Ha! Just kidding. But I remember looking at all the pieces and thinking “How in the heck am I ever going to know where all these little pieces of hardware go?!” It’s the same feeling I had yesterday when I unpacked the wall mount for our TV. But back in the ’90s, Mom had a solid plan. She taught us to dip our rag in warm water, spray a little Leather New on our rags, and then rub it into all the leather pieces until they were dark, clean, and smelled like a brand-new pair of boots.
Cleaning and oiling tack is a big chore, and it’s one that is easy to neglect. Taking apart all those buckles and individually washing and applying leather conditioner to every rein, strap, string, and saddle skirt is a tedious project. It’s not nearly as fun as saddling up and going for a ride, so it often gets put off for far too long.
Neglecting to clean and condition your tack can be dangerous, though. Leather dries and rots over time, especially if dirt and grime is allowed to build up in its creases. If the leather is under stress, such as where it’s folded and under tension in the latigo, it can wear through and break in half. This would be very bad if you were sitting in a saddle that was strapped to your horse at the time of the break.
Cleaning and inspecting the big, highly visible pieces of leather such as the saddle seat and latigo is done fairly regularly. Don’t forget to carefully examine your cinch hobble, though. This little piece of leather has a big job – keeping your back cinch from riding too far back and becoming a flank strap. More than one person has gotten bucked off from their cinch hobble breaking and scaring their horse. Don’t let that person be you. Check your cinch hobble. I’m a mom and I say so.

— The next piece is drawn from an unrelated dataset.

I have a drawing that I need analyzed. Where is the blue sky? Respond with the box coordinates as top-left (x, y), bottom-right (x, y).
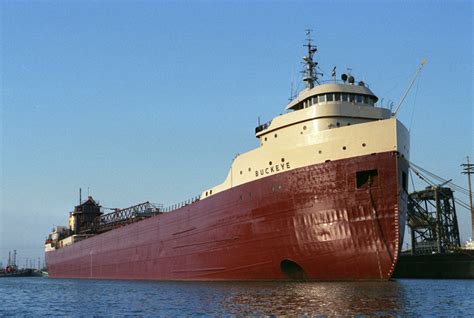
top-left (1, 0), bottom-right (472, 266)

Cleaning your tack is best done on a warm, sunny, fall day. The weather should ideally be about 75 degrees with no breeze. Leaving your tack outside in moderately warm weather will help it absorb the suppling oils better. Don’t leave it out in hot sunlight, like on a 90-degree July day. That would essentially cook the leather, which is bad. Alternately, winter provides ideal tack cleaning conditions if you move the project indoors. You can leave leather close (but not too close) to a wood stove or furnace to help it absorb the oils.
It’s also a good project to tackle each winter. That way, your tack gets a thorough cleaning, and you don’t have to sacrifice riding time to do it since it’s cold, wet, and muddy anyway.
Now, go clean your tack. My mom said so.